Streatham MP MP Umunna tabled an amendment to the Queen Speech for Britain to remain in the single market after it quits the European Union.

It was supported by nearly 50 Labours who defied Jeremy Corbyn by not abstaining during the vote last month.

He sacked three shadow ministers – London MPs Catherine West, Ruth Cadbury and Andy Slaughter – who voted in favour of the amendment.

Ms Thornberry, one of Mr Corbyn’s closest allies, accused Mr Umunna and other Labour MPs of “virtue signalling” with the vote, and fighting “faux battles”.


Accusation: Emily Thornberry (Getty Images)

But the former shadow business secretary hit back today, saying: “I’m disappointed because frankly when you do things you believe are right on a principled basis you at least I think can expect to have the benefit of the doubt of some of your colleagues, but actually it’s quite disrespectful of all those people who voted to keep us in the Single Market and also the customs union.”
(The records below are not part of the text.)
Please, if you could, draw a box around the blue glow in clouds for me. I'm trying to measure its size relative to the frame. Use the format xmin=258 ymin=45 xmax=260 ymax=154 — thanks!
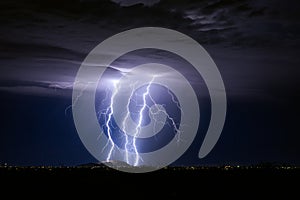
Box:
xmin=96 ymin=83 xmax=181 ymax=166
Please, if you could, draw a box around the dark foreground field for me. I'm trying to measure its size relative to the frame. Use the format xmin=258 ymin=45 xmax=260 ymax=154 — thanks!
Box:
xmin=0 ymin=166 xmax=300 ymax=199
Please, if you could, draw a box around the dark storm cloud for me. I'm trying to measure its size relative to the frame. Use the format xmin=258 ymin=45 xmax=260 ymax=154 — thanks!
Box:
xmin=0 ymin=0 xmax=300 ymax=97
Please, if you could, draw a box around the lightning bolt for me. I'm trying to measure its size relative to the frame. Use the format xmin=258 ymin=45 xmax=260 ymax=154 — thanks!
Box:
xmin=100 ymin=75 xmax=181 ymax=166
xmin=133 ymin=76 xmax=155 ymax=166
xmin=122 ymin=82 xmax=137 ymax=164
xmin=102 ymin=81 xmax=119 ymax=162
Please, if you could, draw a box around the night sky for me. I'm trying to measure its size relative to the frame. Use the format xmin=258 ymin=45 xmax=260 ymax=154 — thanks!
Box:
xmin=0 ymin=0 xmax=300 ymax=166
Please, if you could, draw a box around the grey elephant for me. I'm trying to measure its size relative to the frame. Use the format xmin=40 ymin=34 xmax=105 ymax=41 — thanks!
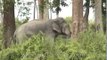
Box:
xmin=14 ymin=17 xmax=71 ymax=43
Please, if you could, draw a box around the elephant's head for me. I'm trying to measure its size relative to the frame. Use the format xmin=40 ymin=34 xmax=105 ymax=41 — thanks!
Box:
xmin=52 ymin=18 xmax=71 ymax=37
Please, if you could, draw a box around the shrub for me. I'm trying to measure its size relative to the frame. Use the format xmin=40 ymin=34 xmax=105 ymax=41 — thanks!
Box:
xmin=0 ymin=30 xmax=106 ymax=60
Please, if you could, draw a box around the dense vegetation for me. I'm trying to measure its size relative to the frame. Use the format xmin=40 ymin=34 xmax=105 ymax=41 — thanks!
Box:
xmin=0 ymin=30 xmax=106 ymax=60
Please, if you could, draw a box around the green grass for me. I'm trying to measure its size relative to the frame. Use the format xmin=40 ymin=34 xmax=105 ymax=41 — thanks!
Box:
xmin=0 ymin=30 xmax=106 ymax=60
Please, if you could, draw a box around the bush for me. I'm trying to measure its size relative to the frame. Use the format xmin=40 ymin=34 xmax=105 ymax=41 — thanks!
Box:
xmin=0 ymin=30 xmax=106 ymax=60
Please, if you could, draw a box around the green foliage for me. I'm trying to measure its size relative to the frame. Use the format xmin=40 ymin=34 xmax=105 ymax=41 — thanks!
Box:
xmin=15 ymin=0 xmax=33 ymax=20
xmin=0 ymin=30 xmax=106 ymax=60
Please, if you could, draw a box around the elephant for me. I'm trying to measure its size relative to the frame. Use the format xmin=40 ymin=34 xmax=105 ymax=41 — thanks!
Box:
xmin=14 ymin=17 xmax=71 ymax=43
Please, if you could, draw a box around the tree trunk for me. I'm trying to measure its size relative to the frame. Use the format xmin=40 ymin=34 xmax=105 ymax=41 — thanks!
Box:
xmin=83 ymin=0 xmax=90 ymax=29
xmin=38 ymin=0 xmax=44 ymax=20
xmin=72 ymin=0 xmax=83 ymax=37
xmin=95 ymin=0 xmax=103 ymax=31
xmin=38 ymin=0 xmax=49 ymax=20
xmin=3 ymin=0 xmax=16 ymax=48
xmin=43 ymin=0 xmax=49 ymax=20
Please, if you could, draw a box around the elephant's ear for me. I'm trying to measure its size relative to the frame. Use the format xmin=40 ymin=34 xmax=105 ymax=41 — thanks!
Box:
xmin=52 ymin=22 xmax=61 ymax=33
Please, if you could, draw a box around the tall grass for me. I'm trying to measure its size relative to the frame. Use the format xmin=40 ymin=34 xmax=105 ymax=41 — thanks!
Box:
xmin=0 ymin=30 xmax=106 ymax=60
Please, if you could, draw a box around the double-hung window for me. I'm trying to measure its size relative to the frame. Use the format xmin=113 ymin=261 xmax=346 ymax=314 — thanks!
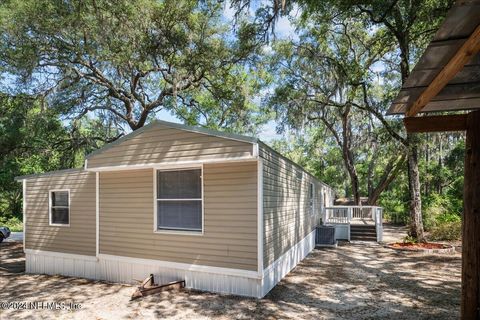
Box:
xmin=156 ymin=168 xmax=203 ymax=232
xmin=49 ymin=190 xmax=70 ymax=226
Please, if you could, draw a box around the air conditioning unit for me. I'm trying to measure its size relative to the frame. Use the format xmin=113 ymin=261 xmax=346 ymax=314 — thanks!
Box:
xmin=315 ymin=226 xmax=337 ymax=247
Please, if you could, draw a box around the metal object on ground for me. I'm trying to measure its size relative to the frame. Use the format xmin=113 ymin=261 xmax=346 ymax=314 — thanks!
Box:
xmin=131 ymin=274 xmax=185 ymax=300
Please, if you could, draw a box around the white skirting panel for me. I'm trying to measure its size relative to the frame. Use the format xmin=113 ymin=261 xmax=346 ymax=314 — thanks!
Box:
xmin=261 ymin=230 xmax=315 ymax=297
xmin=26 ymin=249 xmax=261 ymax=297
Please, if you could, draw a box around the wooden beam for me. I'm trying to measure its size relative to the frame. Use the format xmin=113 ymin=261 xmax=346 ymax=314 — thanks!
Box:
xmin=461 ymin=111 xmax=480 ymax=319
xmin=406 ymin=25 xmax=480 ymax=117
xmin=403 ymin=114 xmax=467 ymax=132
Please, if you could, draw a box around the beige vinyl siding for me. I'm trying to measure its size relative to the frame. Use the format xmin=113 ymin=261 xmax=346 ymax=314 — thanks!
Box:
xmin=100 ymin=162 xmax=257 ymax=270
xmin=259 ymin=145 xmax=332 ymax=268
xmin=88 ymin=125 xmax=253 ymax=168
xmin=25 ymin=170 xmax=95 ymax=256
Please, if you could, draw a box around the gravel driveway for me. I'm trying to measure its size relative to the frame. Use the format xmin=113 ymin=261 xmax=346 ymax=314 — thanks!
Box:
xmin=0 ymin=242 xmax=461 ymax=320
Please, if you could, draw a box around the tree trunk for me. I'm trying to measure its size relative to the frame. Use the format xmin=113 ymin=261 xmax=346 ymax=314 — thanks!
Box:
xmin=461 ymin=111 xmax=480 ymax=319
xmin=407 ymin=133 xmax=424 ymax=241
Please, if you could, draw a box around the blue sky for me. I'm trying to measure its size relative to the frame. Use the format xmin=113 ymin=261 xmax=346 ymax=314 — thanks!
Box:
xmin=157 ymin=4 xmax=296 ymax=142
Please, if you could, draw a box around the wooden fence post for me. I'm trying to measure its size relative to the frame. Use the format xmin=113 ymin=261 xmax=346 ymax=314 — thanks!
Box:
xmin=461 ymin=111 xmax=480 ymax=319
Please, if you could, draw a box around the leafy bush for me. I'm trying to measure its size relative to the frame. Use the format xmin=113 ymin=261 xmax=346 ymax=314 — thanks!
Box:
xmin=429 ymin=220 xmax=462 ymax=241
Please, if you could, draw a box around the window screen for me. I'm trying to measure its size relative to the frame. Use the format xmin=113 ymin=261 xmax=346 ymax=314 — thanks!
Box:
xmin=50 ymin=191 xmax=70 ymax=225
xmin=157 ymin=169 xmax=202 ymax=231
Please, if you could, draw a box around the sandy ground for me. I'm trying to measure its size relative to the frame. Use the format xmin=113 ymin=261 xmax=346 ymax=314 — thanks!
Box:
xmin=0 ymin=229 xmax=461 ymax=320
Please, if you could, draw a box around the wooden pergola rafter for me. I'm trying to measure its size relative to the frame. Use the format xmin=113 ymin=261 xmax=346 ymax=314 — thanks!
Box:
xmin=389 ymin=0 xmax=480 ymax=319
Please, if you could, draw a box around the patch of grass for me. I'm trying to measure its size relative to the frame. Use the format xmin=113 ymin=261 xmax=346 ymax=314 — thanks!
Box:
xmin=0 ymin=217 xmax=23 ymax=232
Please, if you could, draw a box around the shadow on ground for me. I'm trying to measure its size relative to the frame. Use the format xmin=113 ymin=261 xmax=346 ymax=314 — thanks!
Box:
xmin=0 ymin=239 xmax=461 ymax=319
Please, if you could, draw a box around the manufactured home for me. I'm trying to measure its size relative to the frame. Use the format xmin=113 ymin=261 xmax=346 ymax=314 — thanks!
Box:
xmin=16 ymin=121 xmax=334 ymax=298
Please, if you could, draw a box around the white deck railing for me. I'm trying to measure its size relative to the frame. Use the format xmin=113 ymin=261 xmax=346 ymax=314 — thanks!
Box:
xmin=322 ymin=206 xmax=383 ymax=241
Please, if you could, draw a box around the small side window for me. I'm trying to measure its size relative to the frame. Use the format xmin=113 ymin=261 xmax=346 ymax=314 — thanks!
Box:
xmin=308 ymin=183 xmax=315 ymax=215
xmin=49 ymin=190 xmax=70 ymax=226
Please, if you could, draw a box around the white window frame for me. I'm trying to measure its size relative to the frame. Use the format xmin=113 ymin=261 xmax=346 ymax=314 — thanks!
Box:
xmin=307 ymin=182 xmax=315 ymax=216
xmin=153 ymin=164 xmax=205 ymax=236
xmin=48 ymin=189 xmax=72 ymax=227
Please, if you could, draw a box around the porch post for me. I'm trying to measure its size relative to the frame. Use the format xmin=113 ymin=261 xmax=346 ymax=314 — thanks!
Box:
xmin=461 ymin=111 xmax=480 ymax=319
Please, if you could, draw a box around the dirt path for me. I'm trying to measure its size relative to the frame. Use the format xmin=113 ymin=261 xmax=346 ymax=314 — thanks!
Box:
xmin=0 ymin=243 xmax=461 ymax=320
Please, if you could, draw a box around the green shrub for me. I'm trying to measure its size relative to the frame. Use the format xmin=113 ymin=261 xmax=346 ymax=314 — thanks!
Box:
xmin=429 ymin=219 xmax=462 ymax=241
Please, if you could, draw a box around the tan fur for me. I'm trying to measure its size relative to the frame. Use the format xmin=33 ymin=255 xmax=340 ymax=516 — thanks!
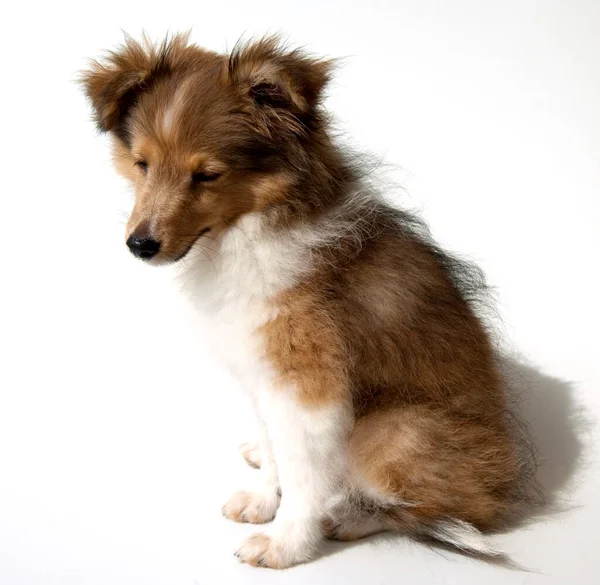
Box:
xmin=83 ymin=36 xmax=536 ymax=567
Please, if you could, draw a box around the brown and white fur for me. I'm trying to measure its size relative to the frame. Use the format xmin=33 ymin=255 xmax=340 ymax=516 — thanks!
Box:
xmin=82 ymin=35 xmax=522 ymax=568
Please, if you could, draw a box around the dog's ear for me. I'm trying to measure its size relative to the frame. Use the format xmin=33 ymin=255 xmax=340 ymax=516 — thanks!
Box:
xmin=79 ymin=34 xmax=188 ymax=141
xmin=228 ymin=37 xmax=333 ymax=133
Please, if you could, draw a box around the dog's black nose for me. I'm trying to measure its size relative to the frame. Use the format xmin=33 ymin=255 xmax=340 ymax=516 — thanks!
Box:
xmin=127 ymin=236 xmax=160 ymax=260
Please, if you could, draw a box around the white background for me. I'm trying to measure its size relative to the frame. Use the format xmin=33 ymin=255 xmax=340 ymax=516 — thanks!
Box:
xmin=0 ymin=0 xmax=600 ymax=585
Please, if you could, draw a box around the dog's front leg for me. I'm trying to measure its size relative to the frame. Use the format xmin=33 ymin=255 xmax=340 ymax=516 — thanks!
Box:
xmin=236 ymin=385 xmax=352 ymax=569
xmin=222 ymin=401 xmax=280 ymax=524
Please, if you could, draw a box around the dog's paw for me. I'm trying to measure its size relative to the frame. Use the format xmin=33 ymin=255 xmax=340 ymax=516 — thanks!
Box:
xmin=240 ymin=443 xmax=262 ymax=469
xmin=235 ymin=533 xmax=310 ymax=569
xmin=222 ymin=492 xmax=279 ymax=524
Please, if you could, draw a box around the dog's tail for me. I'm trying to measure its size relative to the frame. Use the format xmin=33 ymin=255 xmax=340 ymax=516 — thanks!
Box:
xmin=386 ymin=506 xmax=506 ymax=560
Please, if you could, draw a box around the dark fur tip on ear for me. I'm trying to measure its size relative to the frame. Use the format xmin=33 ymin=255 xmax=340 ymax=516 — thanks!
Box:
xmin=79 ymin=33 xmax=189 ymax=140
xmin=229 ymin=36 xmax=333 ymax=115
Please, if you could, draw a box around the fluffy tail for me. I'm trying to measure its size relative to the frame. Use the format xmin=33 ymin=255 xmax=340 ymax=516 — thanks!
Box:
xmin=388 ymin=507 xmax=504 ymax=559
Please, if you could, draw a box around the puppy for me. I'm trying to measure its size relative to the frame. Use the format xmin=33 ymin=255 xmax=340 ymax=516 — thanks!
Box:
xmin=82 ymin=35 xmax=523 ymax=569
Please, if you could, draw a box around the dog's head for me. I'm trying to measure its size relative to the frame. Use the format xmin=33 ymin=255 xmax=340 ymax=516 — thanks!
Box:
xmin=82 ymin=35 xmax=329 ymax=262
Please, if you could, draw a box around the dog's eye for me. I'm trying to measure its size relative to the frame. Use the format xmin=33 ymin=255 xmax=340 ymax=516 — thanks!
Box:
xmin=192 ymin=171 xmax=221 ymax=183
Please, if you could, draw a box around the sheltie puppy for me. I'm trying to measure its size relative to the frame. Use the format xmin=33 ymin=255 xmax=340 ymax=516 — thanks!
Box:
xmin=81 ymin=35 xmax=523 ymax=569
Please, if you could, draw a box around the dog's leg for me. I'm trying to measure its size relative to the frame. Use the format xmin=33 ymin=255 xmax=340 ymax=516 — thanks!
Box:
xmin=240 ymin=442 xmax=261 ymax=469
xmin=222 ymin=414 xmax=280 ymax=524
xmin=236 ymin=388 xmax=351 ymax=568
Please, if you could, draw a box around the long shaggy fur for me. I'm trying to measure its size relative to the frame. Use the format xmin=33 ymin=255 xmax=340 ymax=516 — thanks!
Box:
xmin=82 ymin=35 xmax=533 ymax=568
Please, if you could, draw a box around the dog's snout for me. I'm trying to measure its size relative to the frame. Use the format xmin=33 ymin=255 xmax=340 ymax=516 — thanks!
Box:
xmin=127 ymin=235 xmax=160 ymax=260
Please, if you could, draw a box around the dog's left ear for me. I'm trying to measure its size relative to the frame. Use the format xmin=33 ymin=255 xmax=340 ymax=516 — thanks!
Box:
xmin=228 ymin=37 xmax=333 ymax=130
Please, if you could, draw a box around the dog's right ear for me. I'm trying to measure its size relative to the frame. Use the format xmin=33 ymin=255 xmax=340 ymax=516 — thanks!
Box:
xmin=79 ymin=34 xmax=188 ymax=142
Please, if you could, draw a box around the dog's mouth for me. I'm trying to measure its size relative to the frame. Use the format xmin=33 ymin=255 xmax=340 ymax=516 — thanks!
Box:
xmin=173 ymin=227 xmax=210 ymax=262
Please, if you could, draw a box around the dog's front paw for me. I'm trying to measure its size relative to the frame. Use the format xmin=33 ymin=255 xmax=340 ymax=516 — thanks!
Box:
xmin=222 ymin=492 xmax=279 ymax=524
xmin=235 ymin=533 xmax=311 ymax=569
xmin=240 ymin=443 xmax=262 ymax=469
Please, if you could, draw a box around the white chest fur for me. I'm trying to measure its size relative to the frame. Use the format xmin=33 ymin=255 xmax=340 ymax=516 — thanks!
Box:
xmin=173 ymin=215 xmax=310 ymax=387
He also pointed out that he had supported Ms Thornberry when she was engulfed in controversy when she tweeted a picture of the St George’s flag outside a house in Kent during the Rochester and Strood by-election in 2014, with the caption “Image for #Rochester”.

She was forced to resign as a shadow minister over the row.

Mr Umunna, who is now co-chairman of a new cross-party group on EU relations, told the HuffPost UK: “When Emily posted a picture of an England flag when she was the Shadow Attorney General on Twitter and there was an avalanche of comment about what she was signaling by doing so, I didn’t come out and criticise her and jump on the bandwagon, I actually dropped her a line to check that she and her family were OK given the barrage of comment and criticism she was attracting at that point.”

He denied that his stance on Brexit was an issue about the Labour leadership.

“For me this issue goes far beyond party and far beyond any particular individual. It goes to the future of our nation and you have to put the national interest first in that situation,” he added.

Mr Corbyn, shadow Brexit secretary Sir Kier Starmer, and shadow home secretary Diane Abbott, were travelling to Brussels today for talks on Britain’s departure from the EU with European Commission chief negotiator Michel Barnier and his team.

Labour is pushing for a “jobs first Brexit” with full tariff-free access to the single market.

However, it is yet to lay out how it thinks this can be achieved.

The talks today will focus on Phase 1 negotiations including EU and British citizen’s rights, exit obligations and Ireland’s border arrangements.

Mr Corbyn said: “Labour would negotiate a jobs-first Brexit deal which puts the economy, jobs and living standards front and centre. Labour would unilaterally guarantee the rights of EU citizens living in the UK because it’s the right thing to do.”